Nikolai stripped off his jacket and broke into a run. He would gather Squallers, Sun Soldiers. They could aid with the search for survivors. He knew his flyers would already have departed from the Gilded Bog and Poliznaya to patrol the skies for more signs of the enemy. He would have to issue blackout warnings. They were in place at the shipyards and bases that could be considered military targets. But now every Ravkan town and village would have to snuff out their lanterns and find their way in the dark.
As Nikolai approached the Little Palace, he saw the Fabrikator workshops and Corporalki laboratories had been completely obliterated, but whatever research they’d lost could be excavated or replicated. He spotted Tolya’s massive frame in the crowd. He was about to call out to him when he registered the tears in Tolya’s eyes, his hand pressed to his mouth.
There were Squallers trying to clear the rubble. And Genya was with them. She was on her knees in her golden wedding gown.
He muttered something about nose cones and then vanished.
Dread crept into Nikolai’s heart.
“Genya?” He went to his knees beside her.
She clutched his sleeve. For a moment, she didn’t seem to recognize him. Her red hair was thick with dust, her face streaked with tears.
“I can’t find him,” she said, her voice lost, bewildered. “I can’t find David.”
THE MAKING AT THE HEART OF THE WORLD
19
MAYU
MAYU WAITED. She was good at it. She’d had to be. A soldier’s job was to fight; a guard’s job was to remain watchful.
“There’s an art to it,” her old commander had said. “Your human mind may wander, but the falcon’s eye remains keen.”
She peered out the window of the airship. She couldn’t see much in the dark, and she didn’t know where Tamar and the princess had gone. They hadn’t seen fit to tell her the whole of their plan—another reminder that, though she’d played the part of royalty, she was no more than a bodyguard, valued as much for her loyalty and her willingness to obey as her talent with a sword or a pistol.
Why the detour? she wondered. What if Queen Makhi made it back to the capital before them? But she’d always followed instructions, abided by the rules, so she sat, and she waited.
“A teacher’s pet,” her brother Reyem had called her, and he was right. She loved praise, had thrived on any little bit of it. Because she’d always known Reyem was the better fighter.
It wasn’t just that he was stronger and faster, but his instincts were more alive.
“She can’t hear it,” their mother had said, watching Reyem and Mayu spar as children. It was meant to just be a play fight, meaningless, but Mayu knew her parents were watching and the knowledge made her clumsy. “See how Reyem doesn’t hesitate. Mayu is thinking; Reyem is listening. He hears the music of the fight.”
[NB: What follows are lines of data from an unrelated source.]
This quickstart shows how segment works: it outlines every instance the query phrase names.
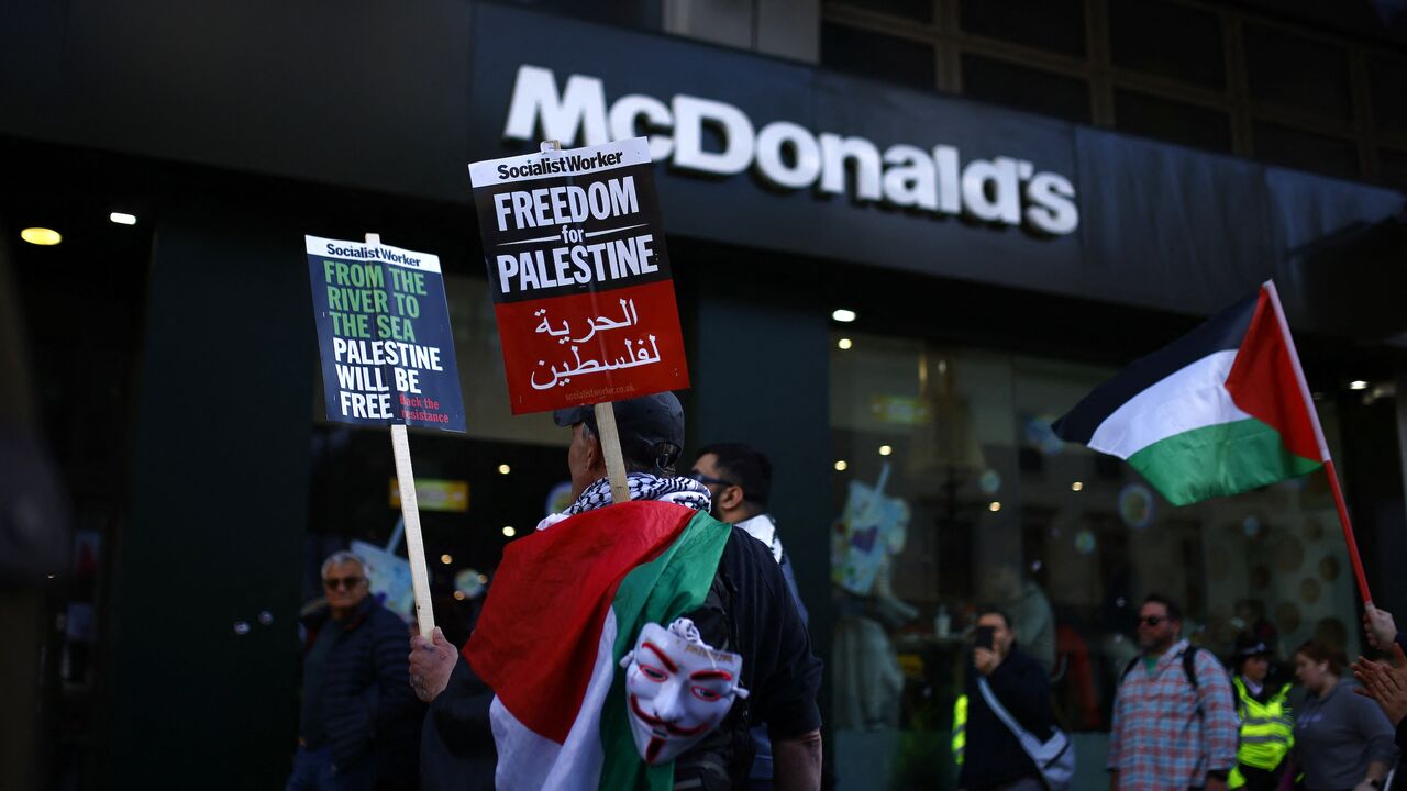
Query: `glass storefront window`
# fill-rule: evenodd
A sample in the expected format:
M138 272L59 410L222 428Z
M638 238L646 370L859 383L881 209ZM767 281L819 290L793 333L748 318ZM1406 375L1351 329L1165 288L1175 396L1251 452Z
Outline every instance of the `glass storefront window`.
M853 332L832 342L840 788L955 787L953 704L981 607L1007 612L1050 673L1076 787L1107 784L1113 694L1151 593L1179 602L1185 636L1223 660L1241 633L1280 660L1310 638L1359 650L1323 473L1175 508L1119 459L1051 432L1113 369ZM1334 412L1321 419L1337 446Z

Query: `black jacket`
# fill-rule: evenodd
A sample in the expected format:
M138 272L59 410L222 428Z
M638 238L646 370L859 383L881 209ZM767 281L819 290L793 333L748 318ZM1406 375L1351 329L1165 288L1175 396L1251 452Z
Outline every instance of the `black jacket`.
M378 776L415 773L424 705L409 683L409 631L367 597L345 622L328 609L304 618L308 646L321 629L340 629L322 666L322 718L336 766L374 754Z
M734 526L719 573L736 591L729 615L737 638L733 650L743 656L743 685L751 692L746 702L739 701L747 707L747 721L765 725L774 742L820 728L816 694L822 663L810 650L810 636L771 549ZM425 718L425 791L494 788L497 752L488 716L492 700L492 690L460 657Z
M969 664L967 747L962 771L958 773L958 788L981 791L1023 777L1040 780L1041 774L1021 749L1021 743L986 705L976 685L981 677L982 674ZM1023 728L1041 739L1050 738L1055 718L1051 712L1050 680L1040 663L1013 646L1010 656L986 677L986 683L1002 707Z

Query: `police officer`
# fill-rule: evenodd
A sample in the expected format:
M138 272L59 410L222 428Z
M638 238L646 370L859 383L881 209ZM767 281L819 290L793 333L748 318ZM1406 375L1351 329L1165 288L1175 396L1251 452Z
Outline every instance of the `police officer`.
M1286 702L1290 684L1272 676L1271 649L1249 635L1237 638L1233 667L1241 732L1237 767L1227 777L1227 787L1273 790L1280 783L1285 756L1294 746L1294 718Z

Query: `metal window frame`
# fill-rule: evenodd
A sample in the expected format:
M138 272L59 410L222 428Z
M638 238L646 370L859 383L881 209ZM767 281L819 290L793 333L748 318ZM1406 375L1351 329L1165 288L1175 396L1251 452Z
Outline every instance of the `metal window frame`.
M1114 66L1110 55L1109 0L1083 0L1085 56L1064 55L967 32L960 23L960 0L933 0L931 24L865 8L855 4L858 1L825 0L822 21L930 45L937 75L934 89L943 93L964 93L962 55L972 53L1083 80L1089 89L1090 118L1096 127L1116 127L1114 91L1128 90L1225 114L1230 120L1233 153L1237 156L1255 158L1252 128L1258 121L1354 144L1358 151L1358 177L1363 182L1383 182L1379 151L1407 155L1407 134L1379 131L1373 120L1369 58L1386 55L1404 59L1401 52L1386 45L1294 25L1241 8L1200 0L1169 0L1217 17L1227 82L1223 90L1216 90ZM1344 49L1348 58L1351 117L1325 118L1254 100L1249 93L1242 32L1248 23Z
I can listen too, she’d vowed to herself. But try as she might, she heard nothing, only her own thoughts, constant and noisy, seeking understanding.
Mayu was no different now, her rebellious mind rattling with possible outcomes when it should remain quiet and ordered. She wished she had a watch or some way of telling the time.
They had left Ravka two days before the wedding, the moment Tamar had received word from her spies that Queen Makhi’s airship had left the capital. Their transport was a Shu cargo vessel that had been intercepted by Ravkan forces months ago and redeployed with a new crew.
She’d thought they would go straight to the palace in Ahmrat Jen, but apparently, Tamar and the princess had other plans. They’d set down in the dark, her only clue to their location the heavy scent of roses in the air, and Mayu had sat in silence, watching Tamar and Ehri disembark, accompanied by several Grisha: Heartrenders, Squallers, Inferni. Ten soldiers of the Second Army. King Nikolai could not have liked giving them up. And for what? So that Princess Ehri could be well guarded on some sentimental trip through a botanical garden?
Sure enough, Ehri returned with her arms full of roses the bright orange of coral. Mayu kept her face blank, hiding her contempt. She knew Ehri was an emotional creature, but surely the princess didn’t think a few pretty flowers would sway Makhi’s ministers? If only Tamar and Ehri would tell her what they’d planned.
They didn’t trust her. Why should they? Queen Makhi, whom Mayu was supposed to serve above all others, had tried to kill Princess Ehri twice. Mayu herself had tried to kill Tamar’s king—even if it hadn’t actually been King Nikolai. She was here because they needed her testimony, but she wasn’t a part of this, not really.